🤖 AI Summary
To address weak constraint modeling capability and difficulty in integrating spatiotemporal knowledge in AC optimal power flow (AC-OPF) solving, this paper proposes a physics-informed graph neural network framework incorporating physical laws and dynamic domain adaptation. Methodologically: (1) a dynamic domain adaptation mechanism iteratively calibrates the distribution of state variables; (2) multi-layer hard physical constraint consistency optimization ensures solution feasibility; and (3) a power-grid topology-driven spatiotemporal graph representation learning module explicitly models spatiotemporal dependencies. The key innovation lies in the first integration of dynamic domain adaptation and hard-constraint regularization into a physics-informed graph convolutional network (PI-GCN) architecture. Evaluated on IEEE 9-, 30-, and 300-bus systems, the method achieves MAEs of 0.0011–0.0624 and constraint satisfaction rates of 99.6%–100%, significantly outperforming existing data-driven approaches.
📝 Abstract
Alternating Current Optimal Power Flow (AC-OPF) aims to optimize generator power outputs by utilizing the non-linear relationships between voltage magnitudes and phase angles in a power system. However, current AC-OPF solvers struggle to effectively represent the complex relationship between variable distributions in the constraint space and their corresponding optimal solutions. This limitation in constraint modeling restricts the system's ability to develop diverse knowledge representations. Additionally, modeling the power grid solely based on spatial topology further limits the integration of additional prior knowledge, such as temporal information.
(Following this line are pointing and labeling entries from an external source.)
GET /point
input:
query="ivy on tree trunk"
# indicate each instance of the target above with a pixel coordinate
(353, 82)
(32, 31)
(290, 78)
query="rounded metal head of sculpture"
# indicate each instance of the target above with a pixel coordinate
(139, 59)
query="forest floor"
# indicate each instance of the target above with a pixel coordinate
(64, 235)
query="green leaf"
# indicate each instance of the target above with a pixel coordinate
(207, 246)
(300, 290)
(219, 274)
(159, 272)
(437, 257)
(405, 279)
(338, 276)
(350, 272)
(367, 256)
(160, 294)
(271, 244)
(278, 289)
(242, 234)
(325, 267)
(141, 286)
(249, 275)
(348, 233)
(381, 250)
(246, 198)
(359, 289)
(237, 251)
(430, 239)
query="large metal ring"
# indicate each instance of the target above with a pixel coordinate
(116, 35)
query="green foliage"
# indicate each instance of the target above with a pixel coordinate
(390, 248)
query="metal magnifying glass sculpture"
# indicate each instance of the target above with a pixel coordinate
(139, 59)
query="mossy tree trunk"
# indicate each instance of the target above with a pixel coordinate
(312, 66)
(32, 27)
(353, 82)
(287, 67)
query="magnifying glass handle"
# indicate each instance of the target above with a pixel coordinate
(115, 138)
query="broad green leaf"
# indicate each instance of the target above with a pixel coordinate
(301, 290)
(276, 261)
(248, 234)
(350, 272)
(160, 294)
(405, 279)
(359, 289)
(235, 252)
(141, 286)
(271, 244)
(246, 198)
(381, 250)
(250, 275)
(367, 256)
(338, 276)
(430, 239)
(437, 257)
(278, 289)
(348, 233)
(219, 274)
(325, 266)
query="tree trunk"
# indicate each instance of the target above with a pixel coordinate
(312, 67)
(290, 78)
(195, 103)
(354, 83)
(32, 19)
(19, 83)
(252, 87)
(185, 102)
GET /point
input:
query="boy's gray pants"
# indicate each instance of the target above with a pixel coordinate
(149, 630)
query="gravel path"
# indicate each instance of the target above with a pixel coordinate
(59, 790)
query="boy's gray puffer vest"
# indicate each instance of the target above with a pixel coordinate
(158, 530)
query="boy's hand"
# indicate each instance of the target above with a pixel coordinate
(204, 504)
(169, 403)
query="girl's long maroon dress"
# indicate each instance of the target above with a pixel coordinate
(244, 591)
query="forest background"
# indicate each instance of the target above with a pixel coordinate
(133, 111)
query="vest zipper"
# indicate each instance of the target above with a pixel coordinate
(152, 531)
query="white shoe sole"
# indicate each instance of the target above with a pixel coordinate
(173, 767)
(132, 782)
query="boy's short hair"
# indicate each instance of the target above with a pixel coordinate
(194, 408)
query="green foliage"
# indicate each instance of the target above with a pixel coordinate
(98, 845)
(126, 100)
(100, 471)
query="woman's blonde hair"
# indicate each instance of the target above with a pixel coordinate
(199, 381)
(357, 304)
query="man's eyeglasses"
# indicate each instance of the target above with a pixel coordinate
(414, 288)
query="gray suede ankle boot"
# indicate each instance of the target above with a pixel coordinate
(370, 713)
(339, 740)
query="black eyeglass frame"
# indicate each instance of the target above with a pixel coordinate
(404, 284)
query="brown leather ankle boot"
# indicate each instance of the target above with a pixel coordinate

To overcome these challenges, we propose DDA-PIGCN (Dynamic Domain Adaptation-Driven Physics-Informed Graph Convolutional Network), a new method designed to address constraint-related issues and build a graph-based learning framework that incorporates spatiotemporal features. DDA-PIGCN improves consistency optimization for features with varying long-range dependencies by applying multi-layer, hard physics-informed constraints. It also uses a dynamic domain adaptation learning mechanism that iteratively updates and refines key state variables under predefined constraints, enabling precise constraint verification. Moreover, it captures spatiotemporal dependencies between generators and loads by leveraging the physical structure of the power grid, allowing for deep integration of topological information across time and space. Extensive comparative and ablation studies show that DDA-PIGCN delivers strong performance across several IEEE standard test cases (such as case9, case30, and case300), achieving mean absolute errors (MAE) from 0.0011 to 0.0624 and constraint satisfaction rates between 99.6% and 100%, establishing it as a reliable and efficient AC-OPF solver.